BBC director general Tim Davie said in a statement: "If you heard or saw a great sketch, there was always a good chance Barry was behind it.

"He worked with every major showbiz legend because everyone wanted to work with him. Barry will be hugely missed by his many friends at the BBC and the wider public."

Image caption,
Cryer appeared on TV comedy shows including Blankety Blank and What's My Line

Alongside his comedy achievements, Cryer bizarrely also had a surprise number one hit to his name. Novelty song Purple People Eater was popular upon its release in 1958, but a cover version by Cryer achieved sudden success in the Nordic countries and reached number one in Finland.
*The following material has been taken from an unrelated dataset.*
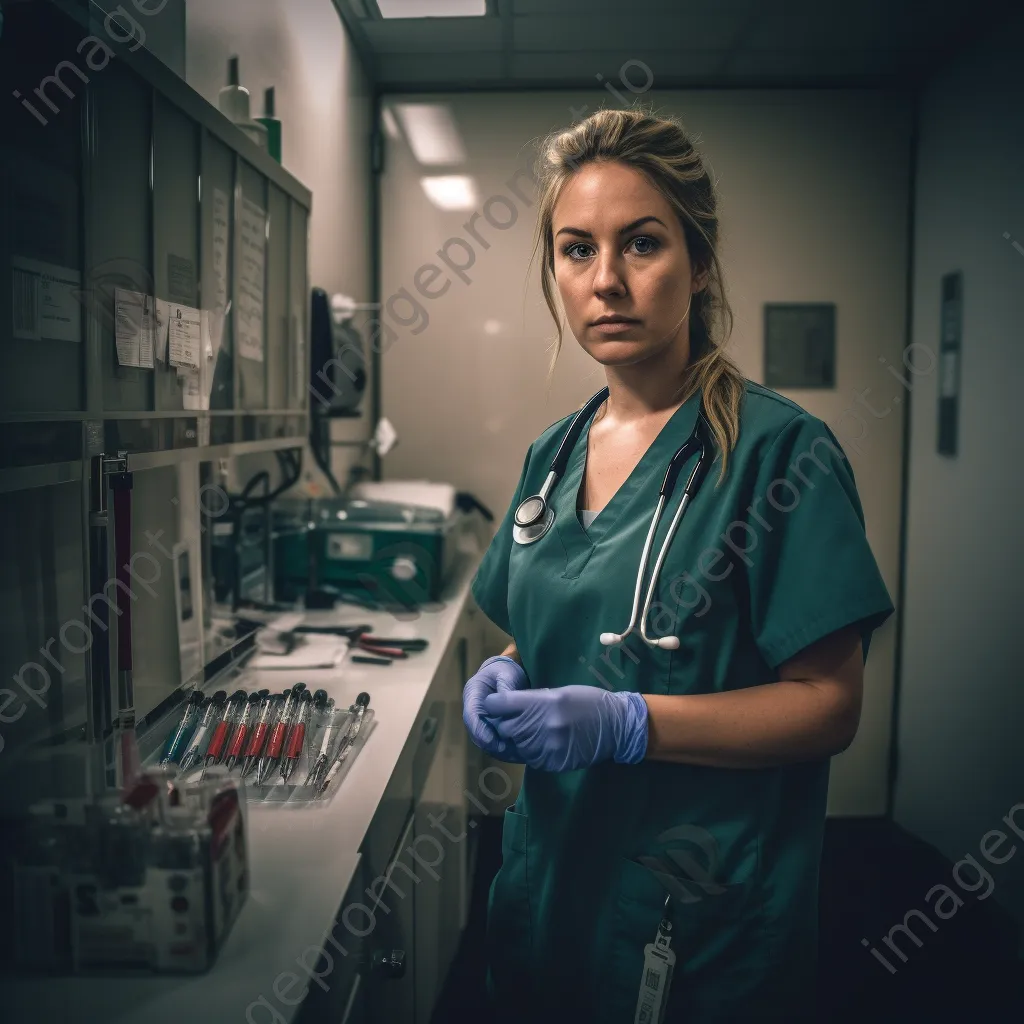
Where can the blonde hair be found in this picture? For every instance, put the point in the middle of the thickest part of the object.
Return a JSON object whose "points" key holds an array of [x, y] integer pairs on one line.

Cryer was made an OBE in 2001 and received a lifetime achievement award in 2018 for his comedy career from the British Music Hall Society.

Cryer said in 1998: "I haven't had a career, just a series of incidents. I've been dogged by good luck all my life."

Last month, he launched a podcast with son Bob, titled Now, Where Were We?, which had featured guests including Stephen Fry, Danny Baker and Miriam Margolyes.

Image source, PA Media
Image caption,
Cryer was made an OBE by the Queen at Buckingham Palace in 2001

Cryer died at Northwick Park hospital in Harrow on Tuesday afternoon.

A funeral for close family and friends will take place in the coming weeks, Bob Cryer said, adding that a memorial service will also be scheduled for a later date.